What is happening and how is my data being used?
Auchenblae Medical Practice are back scanning all GP paper records including the Lloyd George Wallets (LGW) to store them in a digital format.
Personal data and Special categories of personal data
All paper records and LGWs will be scanned which contain your personal data and health data which is recorded in your GP records.
This will include but not limited to your full name, DOB, CHI, address, previous addresses and names, contact details such as telephone numbers and email addresses, NOK & emergency contact name(s) and contact details, details of your family along with potentially family history, social history, health information, imaging and photography, any other data received from other organisations such as NHS Boards, private healthcare, local authority, other health organisations or voluntary organisations.
Data controller
Dr Jonathon Taylor is the data controller for the data to be digitised.
The scanning of your paper health records will be undertaken by a company called NEC Software Solutions UK Limited (NEC).
NEC are providing a complete end-to-end solution with records being digitised and automatically filed within the GP Practice’s Docman application by suppliers Microtech.
NEC are also supported by other organisations they have contracted with to deliver the end-to-end solution. They use Freight-port as their couriers for transportation of the records from the GP practice to NEC, and they use Shred-it for the secure destruction of the patient records after they have been scanned and instruction provided to NEC by the Practice to destroy the physical records.
The Practice have a signed an Agreement with NEC setting out instructions and standards on how your information is processed by them and their sub-processors.
Personal data which the Practice is data controller for, is retained in the same way as the other medical information we hold about you. Please see our full privacy notice for more information – Privacy Notice (auchenblaesurgery.co.uk)
NHS Inform also provides information how NHS Scotland uses and retains your data; please see the link below:
A specific Information Sharing Agreement has been put in place to document the sharing of personal data by the participating health organisations, including GP Practices.
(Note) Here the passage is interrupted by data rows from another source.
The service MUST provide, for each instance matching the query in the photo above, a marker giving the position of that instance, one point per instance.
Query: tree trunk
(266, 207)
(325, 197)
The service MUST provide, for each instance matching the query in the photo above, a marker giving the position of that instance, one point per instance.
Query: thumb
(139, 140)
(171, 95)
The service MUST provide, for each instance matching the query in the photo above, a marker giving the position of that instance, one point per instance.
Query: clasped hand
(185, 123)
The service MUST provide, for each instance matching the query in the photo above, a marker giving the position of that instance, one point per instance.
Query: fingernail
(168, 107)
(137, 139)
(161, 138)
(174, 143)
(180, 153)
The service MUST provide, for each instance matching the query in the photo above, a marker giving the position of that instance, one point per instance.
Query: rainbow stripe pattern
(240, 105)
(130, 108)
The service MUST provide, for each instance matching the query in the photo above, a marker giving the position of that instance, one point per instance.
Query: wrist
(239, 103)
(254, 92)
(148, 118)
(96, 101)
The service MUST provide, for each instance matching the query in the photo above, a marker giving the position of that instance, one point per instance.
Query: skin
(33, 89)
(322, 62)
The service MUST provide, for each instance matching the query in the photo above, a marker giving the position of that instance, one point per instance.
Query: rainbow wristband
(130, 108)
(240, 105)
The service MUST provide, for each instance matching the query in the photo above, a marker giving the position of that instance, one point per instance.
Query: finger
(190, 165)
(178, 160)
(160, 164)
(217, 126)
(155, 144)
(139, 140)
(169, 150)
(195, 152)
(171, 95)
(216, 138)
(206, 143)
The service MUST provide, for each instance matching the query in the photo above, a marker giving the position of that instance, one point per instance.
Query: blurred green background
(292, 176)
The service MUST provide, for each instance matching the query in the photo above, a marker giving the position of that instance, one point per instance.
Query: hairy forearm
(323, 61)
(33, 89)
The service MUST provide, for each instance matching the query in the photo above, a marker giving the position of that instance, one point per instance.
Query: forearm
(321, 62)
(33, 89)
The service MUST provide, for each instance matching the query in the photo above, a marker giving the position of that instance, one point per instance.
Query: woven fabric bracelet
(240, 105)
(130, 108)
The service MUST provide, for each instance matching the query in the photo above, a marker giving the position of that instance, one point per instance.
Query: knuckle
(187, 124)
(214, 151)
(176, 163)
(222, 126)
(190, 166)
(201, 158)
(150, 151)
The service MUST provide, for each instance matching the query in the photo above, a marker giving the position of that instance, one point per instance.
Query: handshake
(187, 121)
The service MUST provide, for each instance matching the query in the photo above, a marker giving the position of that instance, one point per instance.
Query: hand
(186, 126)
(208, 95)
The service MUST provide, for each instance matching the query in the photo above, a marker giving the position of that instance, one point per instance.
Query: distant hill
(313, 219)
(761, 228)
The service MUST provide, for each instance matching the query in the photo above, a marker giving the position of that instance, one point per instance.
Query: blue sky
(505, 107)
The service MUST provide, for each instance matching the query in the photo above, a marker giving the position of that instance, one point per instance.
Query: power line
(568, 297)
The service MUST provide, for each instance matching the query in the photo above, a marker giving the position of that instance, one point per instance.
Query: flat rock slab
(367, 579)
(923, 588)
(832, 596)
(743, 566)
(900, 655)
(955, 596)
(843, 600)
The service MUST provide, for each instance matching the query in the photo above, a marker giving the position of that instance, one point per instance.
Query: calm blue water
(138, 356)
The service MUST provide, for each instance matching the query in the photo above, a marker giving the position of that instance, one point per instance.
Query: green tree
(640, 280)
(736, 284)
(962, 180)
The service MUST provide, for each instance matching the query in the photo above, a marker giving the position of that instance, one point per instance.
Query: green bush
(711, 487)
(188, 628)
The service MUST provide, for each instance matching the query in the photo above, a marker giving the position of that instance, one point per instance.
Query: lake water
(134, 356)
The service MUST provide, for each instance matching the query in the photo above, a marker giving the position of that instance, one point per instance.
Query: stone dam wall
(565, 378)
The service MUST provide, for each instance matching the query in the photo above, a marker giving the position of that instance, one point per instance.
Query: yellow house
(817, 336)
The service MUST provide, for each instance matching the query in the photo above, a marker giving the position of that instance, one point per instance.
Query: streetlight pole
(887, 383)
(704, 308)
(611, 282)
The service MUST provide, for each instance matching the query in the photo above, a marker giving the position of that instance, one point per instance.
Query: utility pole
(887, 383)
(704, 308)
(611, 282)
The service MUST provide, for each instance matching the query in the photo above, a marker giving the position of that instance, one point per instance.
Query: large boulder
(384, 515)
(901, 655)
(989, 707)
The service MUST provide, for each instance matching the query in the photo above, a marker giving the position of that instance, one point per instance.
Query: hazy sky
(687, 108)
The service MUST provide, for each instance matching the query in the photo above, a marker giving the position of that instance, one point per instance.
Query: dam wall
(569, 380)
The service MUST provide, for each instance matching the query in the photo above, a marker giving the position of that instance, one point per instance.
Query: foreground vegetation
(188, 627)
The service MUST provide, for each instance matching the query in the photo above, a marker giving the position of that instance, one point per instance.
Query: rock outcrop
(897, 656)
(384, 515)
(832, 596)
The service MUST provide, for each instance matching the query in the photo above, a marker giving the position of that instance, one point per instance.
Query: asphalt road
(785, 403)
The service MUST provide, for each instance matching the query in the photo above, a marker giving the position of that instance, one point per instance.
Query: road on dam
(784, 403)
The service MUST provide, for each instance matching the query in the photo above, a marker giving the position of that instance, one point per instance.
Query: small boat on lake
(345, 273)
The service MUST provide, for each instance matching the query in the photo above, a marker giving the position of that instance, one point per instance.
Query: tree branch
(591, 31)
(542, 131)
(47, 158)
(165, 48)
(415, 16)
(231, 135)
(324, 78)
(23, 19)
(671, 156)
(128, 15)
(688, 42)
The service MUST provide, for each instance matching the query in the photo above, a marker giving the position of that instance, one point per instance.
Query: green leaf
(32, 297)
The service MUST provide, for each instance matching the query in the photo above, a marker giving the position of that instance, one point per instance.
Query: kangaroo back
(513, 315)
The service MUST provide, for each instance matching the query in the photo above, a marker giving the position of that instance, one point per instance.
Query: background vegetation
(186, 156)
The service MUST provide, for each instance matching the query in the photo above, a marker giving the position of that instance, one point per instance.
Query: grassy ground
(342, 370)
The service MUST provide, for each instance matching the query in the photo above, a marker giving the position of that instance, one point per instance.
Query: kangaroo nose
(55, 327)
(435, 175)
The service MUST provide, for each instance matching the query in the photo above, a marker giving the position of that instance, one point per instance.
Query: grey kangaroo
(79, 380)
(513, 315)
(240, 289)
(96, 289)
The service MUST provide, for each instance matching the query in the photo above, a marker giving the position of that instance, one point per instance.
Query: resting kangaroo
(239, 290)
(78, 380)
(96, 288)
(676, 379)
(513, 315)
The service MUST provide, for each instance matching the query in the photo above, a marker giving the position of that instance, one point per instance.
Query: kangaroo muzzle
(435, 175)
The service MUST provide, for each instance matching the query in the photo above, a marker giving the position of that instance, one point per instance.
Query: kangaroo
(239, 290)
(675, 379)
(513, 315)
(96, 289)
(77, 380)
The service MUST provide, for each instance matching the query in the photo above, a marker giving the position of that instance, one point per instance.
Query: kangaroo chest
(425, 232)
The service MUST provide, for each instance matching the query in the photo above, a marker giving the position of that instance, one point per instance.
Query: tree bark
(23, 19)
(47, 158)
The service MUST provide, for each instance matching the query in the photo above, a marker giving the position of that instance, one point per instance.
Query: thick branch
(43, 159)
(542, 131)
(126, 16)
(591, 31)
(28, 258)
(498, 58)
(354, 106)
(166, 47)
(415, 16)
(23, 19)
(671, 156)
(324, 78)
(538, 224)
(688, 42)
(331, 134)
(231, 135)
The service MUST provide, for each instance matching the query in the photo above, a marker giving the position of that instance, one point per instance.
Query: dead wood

This is supported by a high level Agreement known as the Intra NHS Scotland Information Sharing Accord (2020) which enables participating health organisations share your personal data for specific purposes.
Lawful processing
We assert that it is lawful for us to process your personal data in this way as:
- processing is necessary for the performance of a task carried out in the public interest or in the exercise of official authority vested in the controller;
- processing is necessary in order to protect the vital interests of the data subject or of another natural person;
We assert that it is lawful for us to process special categories of your personal data in this way as:
- processing is necessary for the purposes of preventive or occupational medicine, for the assessment of the working capacity of the employee, medical diagnosis, the provision of health or social care or treatment or the management of health or social care systems and services on the basis of Union or Member State law or pursuant to contract with a health professional and subject to the conditions and safeguards … ;
AND
DPA 2018 Schedule 1 Condition:
2(1) Health & Social Care Purposes
- processing is necessary to protect the vital interests of the data subject or of another natural person where the data subject is physically or legally incapable of giving consent;
- processing is necessary for the establishment, exercise or defence of legal claims.
- processing is necessary for reasons of public interest in the area of public health, such as protecting against serious cross-border threats to health or ensuring high standards of quality and safety of health care and of medicinal products or medical devices, on the basis of Union or Member State law which provides for suitable and specific measures to safeguard the rights and freedoms of the data subject, in particular professional secrecy;
Your rights
We respect your rights and preferences in relation to your data. If you wish to update, access, erase, limit, or complain about the use of your information, please let us know by emailing [email protected] in the first instance and we will consider your questions. You may also wish to contact the Health Board under which your care is being delivered or the Information Commissioner’s Office.